Establishing Multiple Pairwise Relationships between Variables

PairwiseThere are times when it’s useful to see multiple values of a dataset in context in order to visually represent data relationships so as to magnify differences or to show patterns hidden within the data that summary statistics don’t reveal. In the graphic represented above, the variable sepal length, sepal width, petal length and petal width are compared with three species of irises (the key is not listed in the graphic). Colors are used to represent the different species, allowing us to compare differences across species for a particular combination of variables. Consider the values encoded in the second square from the top right, where sepal length is compared with petal length. Values for petal length are encoded across the bottom; values for sepal length are encoded on the right hand side of the graphic. We can observe that the green and blue species are well matched, although the blue species has longer petals in the main. The petal length for the red species, however, remain markedly the same, and vary only in the lower half of sepal length values.
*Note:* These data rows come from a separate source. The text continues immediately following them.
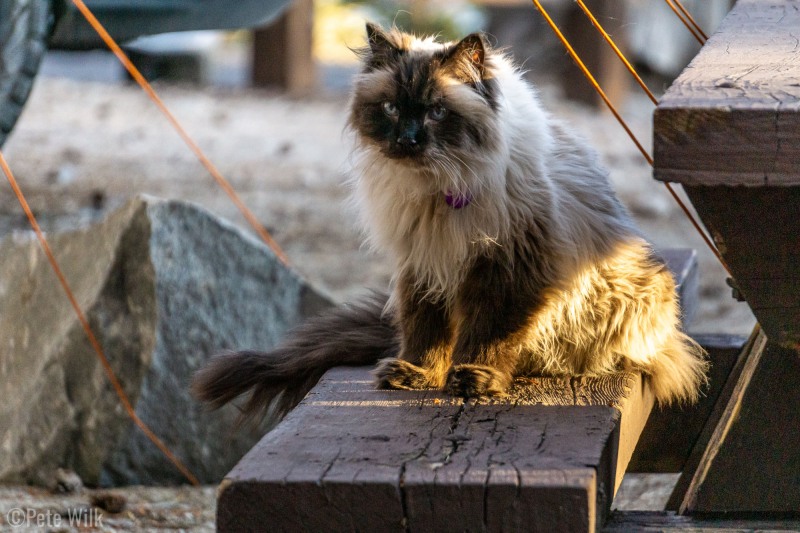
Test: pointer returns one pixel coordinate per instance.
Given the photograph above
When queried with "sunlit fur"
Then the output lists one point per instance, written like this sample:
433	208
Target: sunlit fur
610	303
541	273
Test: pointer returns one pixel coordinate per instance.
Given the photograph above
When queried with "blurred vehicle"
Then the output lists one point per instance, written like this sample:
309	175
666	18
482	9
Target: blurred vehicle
29	27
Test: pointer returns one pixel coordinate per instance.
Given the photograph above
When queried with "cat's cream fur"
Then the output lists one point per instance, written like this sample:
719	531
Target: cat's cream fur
610	307
542	273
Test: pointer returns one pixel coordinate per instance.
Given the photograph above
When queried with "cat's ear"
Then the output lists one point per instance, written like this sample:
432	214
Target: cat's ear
378	40
381	48
467	58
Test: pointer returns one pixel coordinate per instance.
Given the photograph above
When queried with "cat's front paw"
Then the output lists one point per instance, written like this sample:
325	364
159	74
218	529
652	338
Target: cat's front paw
470	381
393	373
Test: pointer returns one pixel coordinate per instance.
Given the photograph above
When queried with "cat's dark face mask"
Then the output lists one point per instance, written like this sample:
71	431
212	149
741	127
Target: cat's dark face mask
408	117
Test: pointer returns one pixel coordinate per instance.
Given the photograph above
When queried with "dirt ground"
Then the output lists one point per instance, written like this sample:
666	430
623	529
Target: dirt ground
83	147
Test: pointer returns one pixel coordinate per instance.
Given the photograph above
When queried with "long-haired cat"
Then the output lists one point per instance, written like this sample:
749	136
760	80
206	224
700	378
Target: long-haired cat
512	256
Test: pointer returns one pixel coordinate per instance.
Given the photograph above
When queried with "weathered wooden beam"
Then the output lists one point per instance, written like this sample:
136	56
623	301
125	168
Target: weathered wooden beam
733	116
550	457
657	522
350	457
673	432
729	130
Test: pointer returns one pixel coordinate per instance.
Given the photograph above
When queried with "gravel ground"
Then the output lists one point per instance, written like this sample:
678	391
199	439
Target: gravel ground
83	147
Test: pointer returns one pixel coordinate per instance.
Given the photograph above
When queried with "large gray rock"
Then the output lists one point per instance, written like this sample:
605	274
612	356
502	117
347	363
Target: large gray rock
164	285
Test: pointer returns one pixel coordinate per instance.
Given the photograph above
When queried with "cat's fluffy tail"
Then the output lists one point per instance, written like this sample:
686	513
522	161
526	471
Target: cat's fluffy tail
356	334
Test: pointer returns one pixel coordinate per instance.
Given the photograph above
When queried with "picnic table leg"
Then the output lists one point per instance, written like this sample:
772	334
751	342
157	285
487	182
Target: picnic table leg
282	51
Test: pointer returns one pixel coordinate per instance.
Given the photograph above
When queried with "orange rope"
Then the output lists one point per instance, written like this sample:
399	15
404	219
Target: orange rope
88	330
215	173
685	21
691	19
617	51
622	122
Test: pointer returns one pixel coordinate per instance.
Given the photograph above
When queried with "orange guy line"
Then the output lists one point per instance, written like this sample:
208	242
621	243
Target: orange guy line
582	66
87	329
215	173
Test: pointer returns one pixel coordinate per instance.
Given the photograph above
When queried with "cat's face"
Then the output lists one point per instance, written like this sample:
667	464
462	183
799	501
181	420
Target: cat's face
422	102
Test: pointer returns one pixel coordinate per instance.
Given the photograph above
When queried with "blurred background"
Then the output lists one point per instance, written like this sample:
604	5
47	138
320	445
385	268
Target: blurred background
268	104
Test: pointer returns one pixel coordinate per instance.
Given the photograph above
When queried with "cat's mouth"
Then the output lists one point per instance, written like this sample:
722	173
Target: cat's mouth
413	153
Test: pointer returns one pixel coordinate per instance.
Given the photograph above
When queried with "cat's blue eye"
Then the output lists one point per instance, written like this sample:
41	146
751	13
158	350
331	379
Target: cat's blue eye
390	109
437	112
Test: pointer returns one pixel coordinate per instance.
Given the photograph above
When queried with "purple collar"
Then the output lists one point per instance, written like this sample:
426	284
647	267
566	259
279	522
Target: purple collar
457	200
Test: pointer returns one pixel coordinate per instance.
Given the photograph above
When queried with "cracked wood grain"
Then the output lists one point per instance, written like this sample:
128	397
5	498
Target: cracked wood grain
733	116
351	458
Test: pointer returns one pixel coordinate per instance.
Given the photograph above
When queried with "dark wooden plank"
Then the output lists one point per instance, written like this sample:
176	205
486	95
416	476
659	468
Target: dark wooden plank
426	461
752	462
672	432
756	230
733	116
282	51
653	522
731	386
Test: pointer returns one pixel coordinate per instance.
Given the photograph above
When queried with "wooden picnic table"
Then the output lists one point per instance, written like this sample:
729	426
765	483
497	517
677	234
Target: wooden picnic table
728	129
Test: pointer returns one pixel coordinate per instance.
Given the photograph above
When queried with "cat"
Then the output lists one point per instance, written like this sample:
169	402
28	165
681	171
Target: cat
512	256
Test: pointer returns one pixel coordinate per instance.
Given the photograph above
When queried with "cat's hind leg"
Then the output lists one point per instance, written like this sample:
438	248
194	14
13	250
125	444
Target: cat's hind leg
395	373
493	311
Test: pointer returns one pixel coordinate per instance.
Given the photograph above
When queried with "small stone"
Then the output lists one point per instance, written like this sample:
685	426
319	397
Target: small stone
67	481
111	502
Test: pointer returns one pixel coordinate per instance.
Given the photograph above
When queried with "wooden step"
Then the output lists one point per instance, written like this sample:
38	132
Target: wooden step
349	457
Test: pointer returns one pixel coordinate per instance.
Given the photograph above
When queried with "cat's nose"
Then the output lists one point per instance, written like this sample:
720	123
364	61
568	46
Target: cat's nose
408	136
407	141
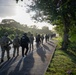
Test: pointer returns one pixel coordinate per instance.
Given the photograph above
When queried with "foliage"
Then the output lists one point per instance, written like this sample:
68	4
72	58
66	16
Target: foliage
62	61
57	12
14	27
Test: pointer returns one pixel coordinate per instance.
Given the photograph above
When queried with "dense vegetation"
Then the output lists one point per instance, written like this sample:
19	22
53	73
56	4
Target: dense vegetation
13	27
63	62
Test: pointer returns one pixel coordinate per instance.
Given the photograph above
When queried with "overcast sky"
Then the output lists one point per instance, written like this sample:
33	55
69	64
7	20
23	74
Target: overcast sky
9	9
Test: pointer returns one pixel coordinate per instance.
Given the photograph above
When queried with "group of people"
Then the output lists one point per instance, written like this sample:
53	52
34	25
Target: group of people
24	42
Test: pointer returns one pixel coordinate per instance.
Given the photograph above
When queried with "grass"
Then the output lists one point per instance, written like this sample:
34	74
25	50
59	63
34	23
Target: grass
61	63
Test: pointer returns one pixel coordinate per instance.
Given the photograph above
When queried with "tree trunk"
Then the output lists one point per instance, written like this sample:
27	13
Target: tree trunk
65	36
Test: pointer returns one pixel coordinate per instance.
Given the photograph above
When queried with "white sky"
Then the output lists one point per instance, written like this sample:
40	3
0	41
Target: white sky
18	13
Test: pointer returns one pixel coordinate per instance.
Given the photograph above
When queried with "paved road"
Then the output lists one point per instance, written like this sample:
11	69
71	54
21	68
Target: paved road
35	63
11	51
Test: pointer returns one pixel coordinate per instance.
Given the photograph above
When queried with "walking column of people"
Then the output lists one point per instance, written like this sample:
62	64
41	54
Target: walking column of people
24	42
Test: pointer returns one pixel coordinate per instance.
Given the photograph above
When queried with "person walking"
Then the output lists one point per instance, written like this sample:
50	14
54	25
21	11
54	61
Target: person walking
24	41
5	42
42	38
16	45
31	38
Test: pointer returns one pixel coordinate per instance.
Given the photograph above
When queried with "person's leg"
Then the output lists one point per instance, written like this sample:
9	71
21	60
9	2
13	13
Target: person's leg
32	46
14	51
2	54
26	49
23	51
17	51
8	54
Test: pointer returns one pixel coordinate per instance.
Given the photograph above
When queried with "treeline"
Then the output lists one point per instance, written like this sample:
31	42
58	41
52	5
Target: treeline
13	27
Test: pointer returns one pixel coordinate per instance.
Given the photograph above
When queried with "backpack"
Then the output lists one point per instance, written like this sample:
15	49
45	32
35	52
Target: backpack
16	42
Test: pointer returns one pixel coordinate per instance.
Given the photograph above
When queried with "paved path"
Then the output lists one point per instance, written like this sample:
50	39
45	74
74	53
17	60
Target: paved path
35	63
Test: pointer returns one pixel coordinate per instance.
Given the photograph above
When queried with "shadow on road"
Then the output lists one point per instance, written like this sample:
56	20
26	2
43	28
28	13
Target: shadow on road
42	53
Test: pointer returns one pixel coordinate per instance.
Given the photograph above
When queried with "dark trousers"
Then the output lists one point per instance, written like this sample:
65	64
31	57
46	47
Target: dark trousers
23	50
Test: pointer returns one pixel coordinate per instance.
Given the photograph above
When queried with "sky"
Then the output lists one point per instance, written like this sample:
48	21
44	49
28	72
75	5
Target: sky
9	9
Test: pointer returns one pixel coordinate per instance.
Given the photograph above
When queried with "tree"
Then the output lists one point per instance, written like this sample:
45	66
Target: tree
58	12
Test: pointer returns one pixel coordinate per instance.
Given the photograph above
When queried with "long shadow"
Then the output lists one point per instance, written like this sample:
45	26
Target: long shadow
45	47
71	55
16	70
51	44
42	53
8	62
28	64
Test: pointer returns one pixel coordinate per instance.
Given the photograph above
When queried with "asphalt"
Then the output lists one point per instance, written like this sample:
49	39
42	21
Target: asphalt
35	63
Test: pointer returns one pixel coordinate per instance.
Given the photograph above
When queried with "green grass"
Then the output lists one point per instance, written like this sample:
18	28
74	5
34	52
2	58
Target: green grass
61	63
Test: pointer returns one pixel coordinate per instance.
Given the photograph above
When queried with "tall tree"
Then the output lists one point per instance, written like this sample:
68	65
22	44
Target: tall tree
54	11
58	12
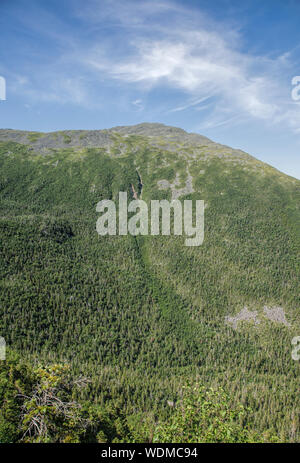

As an exercise, imagine fitting a regression line to each of these individual. What would you make of the relationship between sepal length and sepal width?

The R code for generating the plot is:

pairs(iris[1:4], main = “Anderson’s Iris Data — 3 species”, pch = 21, bg = c(“red”, “green3”, “blue”)[unclass(iris$Species)] )

and uses the iris dataset included with the R standard distribution. Here colors include the species, as well as proving the spirit of APL is alive and well.